Kerr/CFT Correspondence in the Low Energy Limit of Heterotic String Theory

TL;DR

This paper explores the Kerr/CFT correspondence within heterotic string theory by analyzing extremal Kerr-Sen black holes, deriving conserved charges, and confirming the conjecture that non-gravitational fields do not contribute to the central charge, matching microscopic and macroscopic entropies.

Contribution

It extends the Kerr/CFT correspondence to include heterotic string theory with antisymmetric tensor fields, confirming the vanishing of non-gravitational central charges.

Findings

Confirmed the vanishing of non-gravitational field central charges.

Derived conserved charges for extremal Kerr-Sen black holes.

Matched microscopic entropy with Bekenstein-Hawking entropy.

Abstract

We investigate the recently proposed Kerr/CFT correspondence in the context of heterotic string theory.
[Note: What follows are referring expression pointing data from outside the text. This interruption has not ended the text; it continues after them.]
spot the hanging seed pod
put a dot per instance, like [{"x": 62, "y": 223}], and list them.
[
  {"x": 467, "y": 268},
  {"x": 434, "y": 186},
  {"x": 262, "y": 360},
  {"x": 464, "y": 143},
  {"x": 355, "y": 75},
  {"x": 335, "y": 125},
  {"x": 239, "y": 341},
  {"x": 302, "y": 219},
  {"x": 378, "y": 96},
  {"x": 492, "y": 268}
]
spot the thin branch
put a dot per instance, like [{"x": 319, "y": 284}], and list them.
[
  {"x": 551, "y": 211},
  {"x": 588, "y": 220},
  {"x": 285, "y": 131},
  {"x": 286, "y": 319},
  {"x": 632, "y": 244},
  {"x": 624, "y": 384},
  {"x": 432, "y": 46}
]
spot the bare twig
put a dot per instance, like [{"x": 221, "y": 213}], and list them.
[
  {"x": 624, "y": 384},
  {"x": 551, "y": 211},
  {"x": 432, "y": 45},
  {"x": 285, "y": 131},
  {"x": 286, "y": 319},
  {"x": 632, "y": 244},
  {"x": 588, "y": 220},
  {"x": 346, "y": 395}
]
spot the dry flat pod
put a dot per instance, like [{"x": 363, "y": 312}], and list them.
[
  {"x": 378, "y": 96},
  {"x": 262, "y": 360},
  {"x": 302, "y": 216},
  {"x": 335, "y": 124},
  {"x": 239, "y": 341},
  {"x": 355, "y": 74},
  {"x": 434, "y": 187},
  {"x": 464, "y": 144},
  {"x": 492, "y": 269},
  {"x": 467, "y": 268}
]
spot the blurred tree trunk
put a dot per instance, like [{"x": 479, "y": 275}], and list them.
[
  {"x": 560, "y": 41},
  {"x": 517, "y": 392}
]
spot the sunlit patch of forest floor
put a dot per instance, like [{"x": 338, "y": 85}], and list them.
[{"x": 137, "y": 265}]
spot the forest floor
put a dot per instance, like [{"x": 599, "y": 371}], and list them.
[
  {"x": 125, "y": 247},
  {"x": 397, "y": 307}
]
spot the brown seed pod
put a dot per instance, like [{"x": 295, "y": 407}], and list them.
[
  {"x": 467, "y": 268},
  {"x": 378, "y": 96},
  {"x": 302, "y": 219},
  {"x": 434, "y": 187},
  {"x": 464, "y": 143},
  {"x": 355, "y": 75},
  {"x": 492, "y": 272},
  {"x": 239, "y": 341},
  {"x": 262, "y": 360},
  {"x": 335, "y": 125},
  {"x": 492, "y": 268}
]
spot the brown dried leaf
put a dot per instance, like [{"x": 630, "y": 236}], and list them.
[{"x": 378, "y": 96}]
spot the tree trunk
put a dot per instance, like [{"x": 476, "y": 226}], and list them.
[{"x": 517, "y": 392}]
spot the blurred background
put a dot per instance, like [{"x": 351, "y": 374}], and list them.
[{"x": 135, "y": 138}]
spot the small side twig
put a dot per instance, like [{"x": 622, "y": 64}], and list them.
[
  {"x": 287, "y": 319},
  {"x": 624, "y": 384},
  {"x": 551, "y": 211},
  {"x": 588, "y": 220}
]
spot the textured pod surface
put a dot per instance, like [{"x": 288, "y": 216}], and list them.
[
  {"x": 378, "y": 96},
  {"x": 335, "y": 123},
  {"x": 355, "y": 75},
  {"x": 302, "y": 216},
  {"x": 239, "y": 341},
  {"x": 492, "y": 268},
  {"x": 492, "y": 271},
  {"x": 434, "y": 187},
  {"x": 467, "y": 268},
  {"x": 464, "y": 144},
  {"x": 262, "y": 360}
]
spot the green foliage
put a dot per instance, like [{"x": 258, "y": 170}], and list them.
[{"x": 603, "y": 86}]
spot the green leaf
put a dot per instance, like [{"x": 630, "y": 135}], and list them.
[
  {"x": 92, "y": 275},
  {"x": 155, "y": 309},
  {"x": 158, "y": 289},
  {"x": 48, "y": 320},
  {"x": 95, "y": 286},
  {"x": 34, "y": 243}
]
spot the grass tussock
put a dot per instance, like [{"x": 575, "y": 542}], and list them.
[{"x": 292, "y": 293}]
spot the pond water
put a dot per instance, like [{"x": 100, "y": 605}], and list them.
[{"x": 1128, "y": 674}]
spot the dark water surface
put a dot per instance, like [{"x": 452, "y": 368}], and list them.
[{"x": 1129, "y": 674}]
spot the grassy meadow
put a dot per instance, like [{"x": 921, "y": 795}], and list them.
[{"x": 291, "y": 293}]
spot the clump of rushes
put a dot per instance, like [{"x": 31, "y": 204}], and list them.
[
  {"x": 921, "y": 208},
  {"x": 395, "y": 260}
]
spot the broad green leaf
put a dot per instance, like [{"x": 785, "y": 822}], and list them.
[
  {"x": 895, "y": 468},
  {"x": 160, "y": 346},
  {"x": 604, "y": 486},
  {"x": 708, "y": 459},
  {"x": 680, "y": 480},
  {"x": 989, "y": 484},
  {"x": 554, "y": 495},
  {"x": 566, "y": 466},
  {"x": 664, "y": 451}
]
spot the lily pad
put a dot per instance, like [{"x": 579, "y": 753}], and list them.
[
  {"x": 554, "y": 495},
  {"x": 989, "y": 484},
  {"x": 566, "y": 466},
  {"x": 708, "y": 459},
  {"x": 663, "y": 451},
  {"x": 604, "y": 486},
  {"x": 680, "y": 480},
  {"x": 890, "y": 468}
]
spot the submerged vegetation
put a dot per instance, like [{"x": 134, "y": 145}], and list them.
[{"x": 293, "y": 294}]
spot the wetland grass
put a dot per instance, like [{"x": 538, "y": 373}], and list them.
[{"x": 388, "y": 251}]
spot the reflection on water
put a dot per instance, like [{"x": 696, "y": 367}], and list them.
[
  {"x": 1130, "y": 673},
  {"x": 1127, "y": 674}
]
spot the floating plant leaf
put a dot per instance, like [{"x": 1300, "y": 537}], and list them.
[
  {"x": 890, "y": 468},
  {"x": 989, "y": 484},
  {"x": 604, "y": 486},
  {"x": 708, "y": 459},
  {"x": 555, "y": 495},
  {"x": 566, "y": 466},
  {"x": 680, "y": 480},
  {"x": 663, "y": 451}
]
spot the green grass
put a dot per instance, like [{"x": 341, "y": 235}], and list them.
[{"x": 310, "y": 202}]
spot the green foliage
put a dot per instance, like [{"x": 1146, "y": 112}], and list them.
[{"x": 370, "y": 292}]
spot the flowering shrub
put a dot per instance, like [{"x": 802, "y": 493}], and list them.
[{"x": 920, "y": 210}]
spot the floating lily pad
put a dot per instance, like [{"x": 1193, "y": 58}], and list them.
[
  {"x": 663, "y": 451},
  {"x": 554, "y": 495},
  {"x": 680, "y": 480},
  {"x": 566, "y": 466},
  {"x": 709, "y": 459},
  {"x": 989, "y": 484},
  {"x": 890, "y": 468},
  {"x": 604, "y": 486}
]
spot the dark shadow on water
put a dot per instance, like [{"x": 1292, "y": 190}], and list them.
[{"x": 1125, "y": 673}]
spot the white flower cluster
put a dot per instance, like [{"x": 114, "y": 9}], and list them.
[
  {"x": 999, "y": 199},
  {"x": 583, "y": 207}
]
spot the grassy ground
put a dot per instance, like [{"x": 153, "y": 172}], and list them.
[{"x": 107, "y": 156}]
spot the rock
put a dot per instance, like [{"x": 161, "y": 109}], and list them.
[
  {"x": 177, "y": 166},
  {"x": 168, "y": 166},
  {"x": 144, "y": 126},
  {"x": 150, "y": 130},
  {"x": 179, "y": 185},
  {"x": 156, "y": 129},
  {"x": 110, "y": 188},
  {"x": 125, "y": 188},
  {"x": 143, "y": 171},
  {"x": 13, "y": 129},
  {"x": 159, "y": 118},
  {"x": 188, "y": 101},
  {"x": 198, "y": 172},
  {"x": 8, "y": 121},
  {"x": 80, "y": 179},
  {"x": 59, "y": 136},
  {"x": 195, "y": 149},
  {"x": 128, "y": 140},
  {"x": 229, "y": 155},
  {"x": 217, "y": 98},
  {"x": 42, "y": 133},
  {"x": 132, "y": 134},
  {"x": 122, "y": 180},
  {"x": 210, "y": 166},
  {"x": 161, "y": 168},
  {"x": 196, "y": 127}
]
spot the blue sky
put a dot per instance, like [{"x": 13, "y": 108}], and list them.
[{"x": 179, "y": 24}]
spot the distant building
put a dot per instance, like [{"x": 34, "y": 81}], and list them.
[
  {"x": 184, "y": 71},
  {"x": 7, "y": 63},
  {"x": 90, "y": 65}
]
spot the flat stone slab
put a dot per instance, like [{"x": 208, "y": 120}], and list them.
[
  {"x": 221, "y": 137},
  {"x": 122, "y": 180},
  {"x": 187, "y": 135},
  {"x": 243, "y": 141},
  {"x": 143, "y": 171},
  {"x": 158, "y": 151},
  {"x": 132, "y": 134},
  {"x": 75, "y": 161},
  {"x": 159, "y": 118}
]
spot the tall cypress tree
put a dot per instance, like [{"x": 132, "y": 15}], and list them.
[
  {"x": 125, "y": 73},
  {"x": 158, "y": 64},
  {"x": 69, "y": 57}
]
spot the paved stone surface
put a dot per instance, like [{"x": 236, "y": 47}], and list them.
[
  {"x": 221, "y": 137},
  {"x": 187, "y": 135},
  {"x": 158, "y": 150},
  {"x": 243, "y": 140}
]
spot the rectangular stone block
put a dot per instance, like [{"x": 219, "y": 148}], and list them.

The Kerr/CFT correspondence states that the near-horizon states of an extremal four (or higher) dimensional black hole could be identified with a certain chiral conformal field theory under the conjecture that the central charges from the non-gravitational fields vanish. The corresponding Virasoro algebra is generated by a class of diffeomorphisms which preserves the appropriate boundary conditions on the near-horizon geometry. To understand the chiral conformal field theory, we consider the class of extremal Kerr-Sen black hole (that contains three non-gravitational fields) as a class of solutions in the low energy limit (effective field theory) of heterotic string theory. We derive the expression of the conserved charges for the extremal Kerr-Sen solutions that contain dilaton, abelian gauge filed and antisymmetric tensor filed. We confirm and extend the validity of the conjecture (that the central charges from the non-gravitational fields vanish) for theories including antisymmetric tensor fields. We combine the calculated central charges with the expected form of the temperature using the Cardy formula to obtain the entropy of the extremal black hole microscopically; in agreement with the macroscopic Bekenstein-Hawking entropy of the extremal black hole.